Fusion of faith, rock and love

Published May 1, 2002

Veteran Australian singer and songwriter Paul Kelly has a musical range from rage and dry wit to regret and tenderness.

PLENTY OF music artists have a vibrant faith walk, and they express that walk in their art. By definition, they are ideal subjects for this column.

Less obvious subjects are artists like the veteran Australian singer and songwriter Paul Kelly. A faith walk is not a prime focus of most of his songs on his latest disc, the just-released Nothing But A Dream. His melancholy tales, usually on matters of the heart, range from rage and dry wit to regret and occasional tenderness.

However, the Christian observer will be struck by the fact that the lion’s share of the songs has Christian references. Usually, they do not even approach proselytizing. Rather, they are simply a matter-of fact awareness that faith, spirituality, and the church are part of the everyday lives of everyday people.

[pullquote]”All the kings and queens in the bible, they could not turn back time. So what chance have I of a miracle in this life of mine,” Kelly sadly sings to begin the album’s opening track If I Could Start Today Again. Aware of his frailties, he admits “I know I’m not the milk and honey kind” and he concludes “I know my prayer’s in vain.” Regardless, this song, its starkly gentle acoustic backdrop recalling Kelly’s earliest work, displays a deep awareness that God is part of the equation.

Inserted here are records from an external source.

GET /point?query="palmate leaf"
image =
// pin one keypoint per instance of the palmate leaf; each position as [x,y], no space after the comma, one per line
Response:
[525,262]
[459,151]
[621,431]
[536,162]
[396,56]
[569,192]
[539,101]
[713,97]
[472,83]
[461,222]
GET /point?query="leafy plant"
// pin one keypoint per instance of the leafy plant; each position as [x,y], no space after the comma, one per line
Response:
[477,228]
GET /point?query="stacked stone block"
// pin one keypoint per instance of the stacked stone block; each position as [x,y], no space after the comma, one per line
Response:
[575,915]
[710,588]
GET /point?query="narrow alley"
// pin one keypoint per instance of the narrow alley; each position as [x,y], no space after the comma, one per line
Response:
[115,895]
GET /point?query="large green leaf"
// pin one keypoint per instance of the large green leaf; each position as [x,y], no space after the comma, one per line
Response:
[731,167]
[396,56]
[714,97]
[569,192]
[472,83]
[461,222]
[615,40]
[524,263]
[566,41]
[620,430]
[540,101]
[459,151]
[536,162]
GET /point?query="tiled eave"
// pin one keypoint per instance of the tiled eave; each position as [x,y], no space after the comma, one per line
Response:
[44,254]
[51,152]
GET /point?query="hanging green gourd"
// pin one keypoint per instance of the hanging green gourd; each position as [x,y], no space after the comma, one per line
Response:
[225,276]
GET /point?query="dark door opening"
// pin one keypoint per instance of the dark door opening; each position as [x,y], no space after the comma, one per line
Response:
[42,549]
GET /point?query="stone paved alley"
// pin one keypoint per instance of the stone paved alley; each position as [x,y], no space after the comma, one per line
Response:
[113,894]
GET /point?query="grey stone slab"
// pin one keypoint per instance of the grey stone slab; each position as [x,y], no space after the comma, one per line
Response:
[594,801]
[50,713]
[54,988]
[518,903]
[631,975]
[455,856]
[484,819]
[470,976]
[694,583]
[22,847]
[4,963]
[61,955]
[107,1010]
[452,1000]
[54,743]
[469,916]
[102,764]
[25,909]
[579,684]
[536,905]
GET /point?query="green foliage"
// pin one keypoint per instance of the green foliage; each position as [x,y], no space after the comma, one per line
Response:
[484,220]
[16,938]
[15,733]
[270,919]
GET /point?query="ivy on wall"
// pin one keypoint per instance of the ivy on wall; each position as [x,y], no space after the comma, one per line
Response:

That reference point is equally clear in songs such as I Wasted Time, a poignant folk rocker of an aging man who savoured life and now goes to funerals for old friends with the attitude “It’s down to this; it’s either me or them.” Fused with the sense of regret – “I wasted time, now time is wasting me” – his bottom line is “Now it’s closing time. Won’t you pray for me?”

Would You Be My Friend is a soulful, melancholy anthem of love. Whether the subject is human or divine is unclear, but the former is plausible, even before the trademark acerbic wit of the late line “If I’d passed the point of no return like a poor, puking child in church, would you be my friend?”

Even a straight love song like the swirling popper I Close My Eyes And Think Of You sees Kelly’s character employing a spiritual theme in his declaration, “I know there’s a raging river. I’ve heard about the golden shore. But I would pass by all that beauty just to be with you once more.” He makes a similar reference to the afterlife in the melodic folk rocker The Pretty Place, but, in this song, Kelly is aware that this earthly life is near an end, and he declares, “In my mind I see the light. I’ve never been so ready. Now I’m going to the pretty place.”

Much of this album follows the folk rock terrain that Kelly has traversed for most of his long career. He is a legend in his native Australia for such music, though he is little known in North America apart from the 1986 double album Gossip, which came out as a single LP on this side of the world.

Nothing But A Dream, however, sees the 47-year-old Kelly move into some alternative styles. These songs, too, bear lots of spiritual references.

Just About To Break sees an industrial edge added to the folk bedrock. This aggressiveness, coupled with the minor chord-based melody, fits the torment and desperation of a character in a personal apocalypse. “I’m just about to break,” he continually declares, but reading the lyrics as a parallel to the life of Jesus Christ is no stretch. After using the multiplication of fish and bread as a metaphor, he ends the song by singing, “I’m heaven-sent to spill my stuff. My heart, my heart is full of love. I’m just about to break.”

The album’s most obvious fusing of faith and life, though, is Love Is The Law. Another fusion of industrial noise with folk roots, this anthemic and dense rocker is a direct exposition of 1 Corinthians 13. It would do U2 proud with its chiming guitar, meaty beat, and strident message.

There is much of interest to the fan of articulate contemporary music with a spiritual frame of reference in the work of Paul Kelly. Even without mentioning the exquisite Midnight Rain which typifies the best of his discography through the years and is the best bet for adult contemporary single hit status, Nothing But A Dream is a rich mine of treasure.

Wilfred Langmaid is Anglican chaplain at the University of New Brunswick and music critic for the Fredericton Gleaner.